The memory of the one to whom the following letter was addressed, as well as of the writer, will give to it special interest: —


CONSTANTINOPLE, Dec. 5, 1831.


“ To MRS. JOANNA BETHUNE:


“ DEAR MADAM, — As Dr. De Kay, of your city, is proceeding directly from this to New York, I avail myself of the opportunity of replying to your esteemed favor of July 6. It was received early in October, though the books for Infant School No. 1, which you sent at the same time, were not received until very recently. I received also with these several other books, of which your letter made no mention, and I therefore conclude that I am indebted to other friends in New York, as well as yourself. All the books, both yours and theirs, were very acceptable, and the more so as we had recently suffered such a loss by the conflagration at Pera, of which you have doubtless heard. Indeed, by that terrible visitation we were, in almost every respect, excepting that our persons were untouched and the lives of our children graciously preserved, reduced in one short hour to the condition of the patriarch Job.
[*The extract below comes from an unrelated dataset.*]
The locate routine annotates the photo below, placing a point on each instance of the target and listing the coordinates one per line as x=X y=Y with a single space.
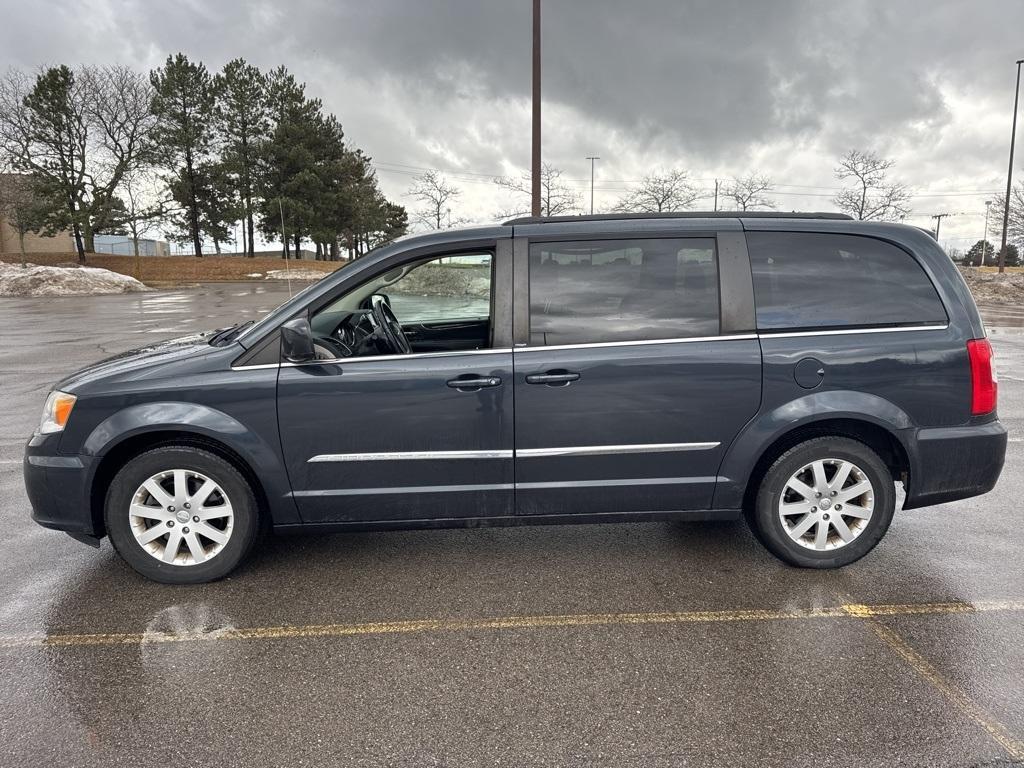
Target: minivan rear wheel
x=824 y=503
x=181 y=515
But our friends in this quarter, instead of sitting down, like his at the first, upon the ground with us, and not speaking a word of comfort, at once manifested great sympathy and kindness toward us, which they expressed in deeds as well as in words. And if those at a distance do the same, we and they shall be like Job and his friends at the last, when they all came to comfort him; and he prayed for them, and every man also gave him a piece of money, and every one an ear-ring of gold; and the Lord blessed the latter end of Job more than his beginning.


“ As to our circumstances, our schools, and our prospects, I beg leave to refer you to Dr. D*v Kay. He has resided here about four months, and near half the time in our own family; and to his professional advice and services on several occasions, as well as to his friendship, and that of Messrs.


Eckford and Rhind, who are also from New York, we acknowledge with pleasure our obligations.